UTEP, which came into the game without starting quarterback Jameill Showers (shoulder injury), couldn't move the ball with consistency against A&M when the Aggies began to rack up points. On top of that, A&M's defense was ball-hawking in the second stanza, coming up with three turnovers. The offense turned those into 21 points and blew the game open. UTEP finished with just 198 total yards, and life was understandably difficult with backup Blaire Sullivan running the offense. Still, this is an Aggies defense that had trouble stopping virtually everybody earlier this season.

"We've been having great practices the last few weeks," junior defensive end Gavin Stansbury said. "Also, I think it has to do with confidence. You have to have confidence in yourself and in your team to have a great game."

While the defense has stepped up its efforts the last two weeks, the offense has had its hiccups. Last week it was bitten by the turnover bug, giving the ball away four times. On Saturday against the Miners, the Aggies seemed out of sync in the first quarter. Quarterback Johnny Manziel and receiver Mike Evans couldn't get on the same page, though opportunities were there. The Aggies punted twice in the first quarter -- a rarity for them in any single frame.

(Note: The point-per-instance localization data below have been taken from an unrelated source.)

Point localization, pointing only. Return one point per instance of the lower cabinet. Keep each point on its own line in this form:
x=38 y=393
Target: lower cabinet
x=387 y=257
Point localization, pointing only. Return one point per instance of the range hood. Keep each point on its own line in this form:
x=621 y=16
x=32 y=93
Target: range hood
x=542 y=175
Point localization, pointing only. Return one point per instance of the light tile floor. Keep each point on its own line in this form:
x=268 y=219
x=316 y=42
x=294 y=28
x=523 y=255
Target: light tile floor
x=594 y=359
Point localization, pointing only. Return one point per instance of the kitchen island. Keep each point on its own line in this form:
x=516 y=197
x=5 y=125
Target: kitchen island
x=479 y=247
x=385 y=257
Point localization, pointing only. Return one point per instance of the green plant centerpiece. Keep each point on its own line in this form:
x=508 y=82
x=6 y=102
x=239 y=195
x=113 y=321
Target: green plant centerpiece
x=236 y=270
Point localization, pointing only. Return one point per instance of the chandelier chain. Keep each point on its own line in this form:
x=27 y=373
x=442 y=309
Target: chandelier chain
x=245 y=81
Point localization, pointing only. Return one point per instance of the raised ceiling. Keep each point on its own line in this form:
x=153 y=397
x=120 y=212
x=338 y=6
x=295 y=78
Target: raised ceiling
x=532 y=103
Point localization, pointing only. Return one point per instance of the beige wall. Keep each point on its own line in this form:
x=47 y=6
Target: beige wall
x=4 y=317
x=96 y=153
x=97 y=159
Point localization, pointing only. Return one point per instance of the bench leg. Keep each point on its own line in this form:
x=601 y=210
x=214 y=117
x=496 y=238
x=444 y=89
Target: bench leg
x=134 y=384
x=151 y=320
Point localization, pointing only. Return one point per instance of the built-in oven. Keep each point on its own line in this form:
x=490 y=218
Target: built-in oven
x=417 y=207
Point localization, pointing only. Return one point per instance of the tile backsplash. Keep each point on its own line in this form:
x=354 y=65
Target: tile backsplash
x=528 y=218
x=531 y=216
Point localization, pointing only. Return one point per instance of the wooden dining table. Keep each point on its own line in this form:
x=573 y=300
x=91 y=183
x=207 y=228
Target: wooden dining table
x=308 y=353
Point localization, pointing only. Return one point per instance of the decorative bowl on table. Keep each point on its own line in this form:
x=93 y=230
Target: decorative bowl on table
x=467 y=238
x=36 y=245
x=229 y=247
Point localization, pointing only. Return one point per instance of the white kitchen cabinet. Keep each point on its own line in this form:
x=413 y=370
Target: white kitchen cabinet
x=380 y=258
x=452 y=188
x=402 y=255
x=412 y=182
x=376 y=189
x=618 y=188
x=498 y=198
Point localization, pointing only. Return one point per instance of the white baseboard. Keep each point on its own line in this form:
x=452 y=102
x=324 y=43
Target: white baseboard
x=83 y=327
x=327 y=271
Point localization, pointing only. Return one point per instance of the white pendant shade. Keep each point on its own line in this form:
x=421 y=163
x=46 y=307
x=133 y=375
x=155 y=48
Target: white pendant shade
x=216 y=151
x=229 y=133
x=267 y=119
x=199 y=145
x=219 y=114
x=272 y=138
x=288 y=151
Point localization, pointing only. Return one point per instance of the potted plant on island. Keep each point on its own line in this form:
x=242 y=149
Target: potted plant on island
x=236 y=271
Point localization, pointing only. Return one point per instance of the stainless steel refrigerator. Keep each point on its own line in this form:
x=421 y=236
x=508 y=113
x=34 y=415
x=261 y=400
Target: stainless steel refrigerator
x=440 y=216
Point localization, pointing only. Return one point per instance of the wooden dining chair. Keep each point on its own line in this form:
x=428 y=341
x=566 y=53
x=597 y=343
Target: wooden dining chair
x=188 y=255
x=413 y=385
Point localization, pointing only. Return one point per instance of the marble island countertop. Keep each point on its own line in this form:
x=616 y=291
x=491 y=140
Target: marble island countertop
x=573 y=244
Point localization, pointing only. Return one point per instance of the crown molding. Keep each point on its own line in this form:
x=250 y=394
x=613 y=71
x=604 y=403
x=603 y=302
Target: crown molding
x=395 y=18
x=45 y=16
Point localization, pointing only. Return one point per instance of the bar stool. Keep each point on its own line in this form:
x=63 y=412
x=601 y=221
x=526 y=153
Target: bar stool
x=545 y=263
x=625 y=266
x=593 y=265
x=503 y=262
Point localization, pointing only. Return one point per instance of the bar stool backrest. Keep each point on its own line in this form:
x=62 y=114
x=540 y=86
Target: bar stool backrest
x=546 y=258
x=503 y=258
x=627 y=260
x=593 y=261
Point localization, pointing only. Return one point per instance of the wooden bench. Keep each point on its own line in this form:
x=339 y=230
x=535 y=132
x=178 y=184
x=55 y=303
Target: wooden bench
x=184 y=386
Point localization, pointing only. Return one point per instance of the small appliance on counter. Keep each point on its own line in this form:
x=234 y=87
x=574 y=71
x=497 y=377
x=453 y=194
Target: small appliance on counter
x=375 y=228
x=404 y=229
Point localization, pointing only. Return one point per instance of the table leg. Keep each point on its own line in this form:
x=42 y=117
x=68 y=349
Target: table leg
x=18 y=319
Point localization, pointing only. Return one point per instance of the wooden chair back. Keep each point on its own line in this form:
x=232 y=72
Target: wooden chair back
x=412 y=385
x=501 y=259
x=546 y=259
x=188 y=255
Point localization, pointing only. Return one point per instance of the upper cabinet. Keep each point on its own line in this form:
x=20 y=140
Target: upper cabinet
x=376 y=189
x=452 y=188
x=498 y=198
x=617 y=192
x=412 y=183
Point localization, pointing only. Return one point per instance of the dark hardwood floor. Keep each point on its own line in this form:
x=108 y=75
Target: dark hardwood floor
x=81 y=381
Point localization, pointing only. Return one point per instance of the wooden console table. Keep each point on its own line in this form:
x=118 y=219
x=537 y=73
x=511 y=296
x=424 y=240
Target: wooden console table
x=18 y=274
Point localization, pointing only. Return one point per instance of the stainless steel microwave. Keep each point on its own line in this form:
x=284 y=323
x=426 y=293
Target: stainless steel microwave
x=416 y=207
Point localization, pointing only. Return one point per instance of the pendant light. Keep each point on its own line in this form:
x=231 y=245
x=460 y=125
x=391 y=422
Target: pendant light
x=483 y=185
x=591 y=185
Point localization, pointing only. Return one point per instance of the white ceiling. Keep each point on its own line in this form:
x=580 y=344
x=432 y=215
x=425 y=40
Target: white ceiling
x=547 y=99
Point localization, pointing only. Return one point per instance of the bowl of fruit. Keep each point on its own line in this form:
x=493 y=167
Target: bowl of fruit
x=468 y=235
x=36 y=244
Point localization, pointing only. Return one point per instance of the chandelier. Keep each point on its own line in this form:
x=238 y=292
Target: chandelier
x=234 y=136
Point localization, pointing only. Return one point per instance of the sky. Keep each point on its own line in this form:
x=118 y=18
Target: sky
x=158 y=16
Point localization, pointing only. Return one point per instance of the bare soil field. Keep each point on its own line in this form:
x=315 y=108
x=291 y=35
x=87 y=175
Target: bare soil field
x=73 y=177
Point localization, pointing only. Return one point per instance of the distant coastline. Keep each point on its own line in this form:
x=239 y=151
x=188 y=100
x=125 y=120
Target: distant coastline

What began as a snoozer with Texas A&M's offense sputtering turned into a rout with an explosive second quarter by the Aggies, who outscored UTEP 27-0 in the second quarter to take a commanding 36-7 halftime lead. From there, no doubt remained of the outcome as Manziel led two more scoring drives in the third quarter before calling it a night, after throwing for four touchdowns and running for two, including an impressive 49-yarder that looked like the 2012 version of Manziel.

The A&M special teams started well, meanwhile, blocking a punt that led to a safety and giving the Aggies an early 2-0 lead. But the unit had its issues, too. Punter Drew Kaser, who serves as the holder on point-after-touchdown kicks and field goals, bobbled a snap, which left a point off the board. Freshman LaQuvionte Gonzalez also muffed a punt in the second half, though the game was well in hand.

Those are issues that have to be rectified if the Aggies hope to close out the final three-game stretch with three wins. They still haven't put a good performance from all three phases together on one night, though they might be inching closer to doing so.

"It's hard to say, when you win 57-7, to say that you didn't play a complete game," Sumlin said. "As a coach, there's some positives there. Our guys understand that we can be better than we were tonight."